Do you even have RCDs? If what you are experiencing is actual 220V electrocution, which I slightly doubt (because your reaction would be more radical than to write this post) your RCDs ought to have blown. You don't say they blew. So either you don't have any (yet another danger) or your "zapping" is something else.

  • RCDs don't help with a broken PEN in a TN-C-S. Generally taking the earth from your utility is not great. Commented Oct 18, 2022 at 0:01
  • @Harper-ReinstateMonica wouldn't OP's question include "nothing works" and his fridge etc all zappy too? I mean ya people are quite selective in describing their problems but I think the question would be a little different.
    – jay613
    Commented Oct 18, 2022 at 1:12
  • 1
    You know how US houses can lose a neutral at the pole, and it causes neutral to wander between the two phases? The same thing can happen with Euro 1-of-3 phases at the neighborhood level, with neutral wandering among the 3 phases based on relative load on each phase. Like our case, things often are still working because the voltage is good enough. But with TN-C-S, when neutral wanders, so does "the earth pin" (NOT to be confused with proper earth) because houses don't have their own ground spikes. Commented Oct 18, 2022 at 2:18

In Euro style systems, adding ground spikes is complicated

What you have is one of several TN-style earths, where you allow the power company to supply your earth for you, and don't have a local earth spike at your house.

What you're talking about is a TT system, where you accept power company live and neutral, and then obtain your own earth from a local earth spike.

This is a big mess because of legacy ways that Europe does things (notably: not tying system neutral to earth spikes at every building).

John Ward does a fine job of covering the complications here in this video.

To summarize, it's not easy to just put a ground spike into the earth and "call it good". Interaction with water pipes, sewer and methane pipes, etc. will end up bringing the faulty netural right back to you.

However, the best type of earthing is actually when the reinforcing rod/mesh in the concrete pour is tied to the electrical earthing. You don't do that by merely drilling a hole in the concrete, you need to dig a bit and reach the reinforcing rod, make good electrical contact with that, and then backfill with concrete (since the concrete is absolutely necessary to protect the reinforcing mesh from rusting).

So watch the video, note the complications and decide how you want to approach it.

It may also help to see if there is something basically wrong with your earth wiring or appliance connections.
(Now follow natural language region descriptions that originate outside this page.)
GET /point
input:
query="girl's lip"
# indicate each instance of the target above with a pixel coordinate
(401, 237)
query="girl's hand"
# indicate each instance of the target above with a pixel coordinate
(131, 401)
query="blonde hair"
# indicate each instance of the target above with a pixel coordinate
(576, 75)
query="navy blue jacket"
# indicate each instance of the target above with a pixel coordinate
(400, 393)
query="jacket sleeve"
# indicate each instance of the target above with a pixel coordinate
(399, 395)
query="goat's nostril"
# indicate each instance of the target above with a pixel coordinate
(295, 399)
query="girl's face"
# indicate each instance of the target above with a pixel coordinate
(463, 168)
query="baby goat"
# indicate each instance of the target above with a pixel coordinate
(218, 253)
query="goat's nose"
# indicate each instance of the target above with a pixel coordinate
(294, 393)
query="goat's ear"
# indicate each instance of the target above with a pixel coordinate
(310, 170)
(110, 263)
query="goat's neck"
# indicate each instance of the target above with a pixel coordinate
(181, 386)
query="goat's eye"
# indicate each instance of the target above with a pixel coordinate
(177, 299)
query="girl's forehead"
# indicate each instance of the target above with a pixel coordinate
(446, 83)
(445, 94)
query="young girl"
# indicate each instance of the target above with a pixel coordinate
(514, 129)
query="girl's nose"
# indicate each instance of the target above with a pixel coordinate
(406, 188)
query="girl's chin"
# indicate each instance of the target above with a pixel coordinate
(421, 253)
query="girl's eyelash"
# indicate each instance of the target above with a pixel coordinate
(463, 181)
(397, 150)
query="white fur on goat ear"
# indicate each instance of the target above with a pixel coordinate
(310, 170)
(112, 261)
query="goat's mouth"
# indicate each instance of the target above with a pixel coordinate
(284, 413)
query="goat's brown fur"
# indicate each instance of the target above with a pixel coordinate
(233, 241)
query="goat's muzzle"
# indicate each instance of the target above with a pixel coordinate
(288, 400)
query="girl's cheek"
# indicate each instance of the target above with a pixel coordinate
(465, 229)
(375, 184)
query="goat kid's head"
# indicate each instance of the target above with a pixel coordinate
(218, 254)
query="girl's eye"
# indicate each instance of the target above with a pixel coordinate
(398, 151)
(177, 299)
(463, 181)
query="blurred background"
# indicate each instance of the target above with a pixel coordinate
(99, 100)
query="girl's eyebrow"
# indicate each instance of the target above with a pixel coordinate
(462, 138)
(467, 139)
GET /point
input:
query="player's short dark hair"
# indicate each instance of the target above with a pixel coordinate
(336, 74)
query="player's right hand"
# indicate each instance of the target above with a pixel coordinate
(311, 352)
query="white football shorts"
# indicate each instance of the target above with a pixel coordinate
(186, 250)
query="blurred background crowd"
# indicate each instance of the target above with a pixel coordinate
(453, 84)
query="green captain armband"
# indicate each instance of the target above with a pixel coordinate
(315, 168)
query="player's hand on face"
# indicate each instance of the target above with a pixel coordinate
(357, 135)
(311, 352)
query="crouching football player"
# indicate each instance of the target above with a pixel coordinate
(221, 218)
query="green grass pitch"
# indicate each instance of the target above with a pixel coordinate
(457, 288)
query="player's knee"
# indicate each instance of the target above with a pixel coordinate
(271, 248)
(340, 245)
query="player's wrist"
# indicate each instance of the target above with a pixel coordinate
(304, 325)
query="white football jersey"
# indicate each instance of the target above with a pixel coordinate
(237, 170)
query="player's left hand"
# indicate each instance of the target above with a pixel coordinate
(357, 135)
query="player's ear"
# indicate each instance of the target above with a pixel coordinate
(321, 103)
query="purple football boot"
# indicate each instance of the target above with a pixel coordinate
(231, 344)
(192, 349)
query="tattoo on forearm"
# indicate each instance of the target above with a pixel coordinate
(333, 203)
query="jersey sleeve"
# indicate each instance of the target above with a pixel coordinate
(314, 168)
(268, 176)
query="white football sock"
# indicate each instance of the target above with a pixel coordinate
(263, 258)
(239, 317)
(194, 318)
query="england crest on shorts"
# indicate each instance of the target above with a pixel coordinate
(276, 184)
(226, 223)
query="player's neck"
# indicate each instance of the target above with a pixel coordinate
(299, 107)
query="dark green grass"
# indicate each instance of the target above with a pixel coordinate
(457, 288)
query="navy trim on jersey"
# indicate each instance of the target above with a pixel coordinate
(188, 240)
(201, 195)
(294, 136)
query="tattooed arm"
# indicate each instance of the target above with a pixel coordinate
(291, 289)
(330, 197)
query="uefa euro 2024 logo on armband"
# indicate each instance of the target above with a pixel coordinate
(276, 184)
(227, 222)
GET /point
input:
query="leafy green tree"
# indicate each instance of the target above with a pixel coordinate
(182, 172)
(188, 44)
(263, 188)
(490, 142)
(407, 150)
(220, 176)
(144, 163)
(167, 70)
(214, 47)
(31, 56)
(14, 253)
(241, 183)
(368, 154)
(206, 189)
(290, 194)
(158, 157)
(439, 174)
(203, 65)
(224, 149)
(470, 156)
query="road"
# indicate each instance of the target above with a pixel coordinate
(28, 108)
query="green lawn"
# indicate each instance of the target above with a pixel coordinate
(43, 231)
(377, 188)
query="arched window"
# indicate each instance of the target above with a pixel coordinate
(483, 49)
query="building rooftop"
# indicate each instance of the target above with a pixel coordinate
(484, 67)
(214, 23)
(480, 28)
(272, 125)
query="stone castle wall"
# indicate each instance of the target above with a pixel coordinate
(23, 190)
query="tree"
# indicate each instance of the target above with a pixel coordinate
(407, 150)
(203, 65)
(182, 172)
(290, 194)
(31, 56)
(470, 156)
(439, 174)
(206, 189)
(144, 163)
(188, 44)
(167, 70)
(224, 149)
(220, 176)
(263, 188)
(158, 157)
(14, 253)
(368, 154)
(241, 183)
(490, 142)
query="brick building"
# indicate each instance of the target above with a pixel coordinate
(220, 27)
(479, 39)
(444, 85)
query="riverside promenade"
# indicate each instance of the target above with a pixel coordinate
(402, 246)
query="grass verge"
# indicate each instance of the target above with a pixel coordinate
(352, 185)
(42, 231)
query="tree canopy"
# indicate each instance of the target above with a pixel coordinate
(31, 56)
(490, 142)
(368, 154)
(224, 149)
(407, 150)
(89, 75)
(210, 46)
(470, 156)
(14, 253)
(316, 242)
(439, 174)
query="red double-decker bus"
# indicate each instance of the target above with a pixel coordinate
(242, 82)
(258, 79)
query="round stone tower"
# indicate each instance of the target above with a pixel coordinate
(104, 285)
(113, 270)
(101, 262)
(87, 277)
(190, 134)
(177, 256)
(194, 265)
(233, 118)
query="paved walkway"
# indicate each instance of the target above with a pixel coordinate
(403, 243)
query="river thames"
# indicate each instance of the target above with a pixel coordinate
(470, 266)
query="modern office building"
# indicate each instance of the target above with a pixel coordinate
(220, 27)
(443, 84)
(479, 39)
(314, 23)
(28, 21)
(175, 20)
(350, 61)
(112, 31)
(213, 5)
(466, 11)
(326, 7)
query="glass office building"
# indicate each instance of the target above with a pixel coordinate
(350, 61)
  • Well my house is rather old. Once I touch metalic surfaces on any device I fill like a small current passes by. By touching my PC's metal case sometimes I feel like some soft of current to hit me but Idk if it is too much or not. Usually by using a testing screw once I touch the metal surface of the Pc the internal lamp lights on. Commented Oct 18, 2022 at 9:00
  • @DimitriosDesyllas The information in the above comment should be in the question. 1) It's not only your PC it's everything, and 2) It's not a full-on 240V-through-you situation because I promise your description of that would be different. These facts would narrow down the problem.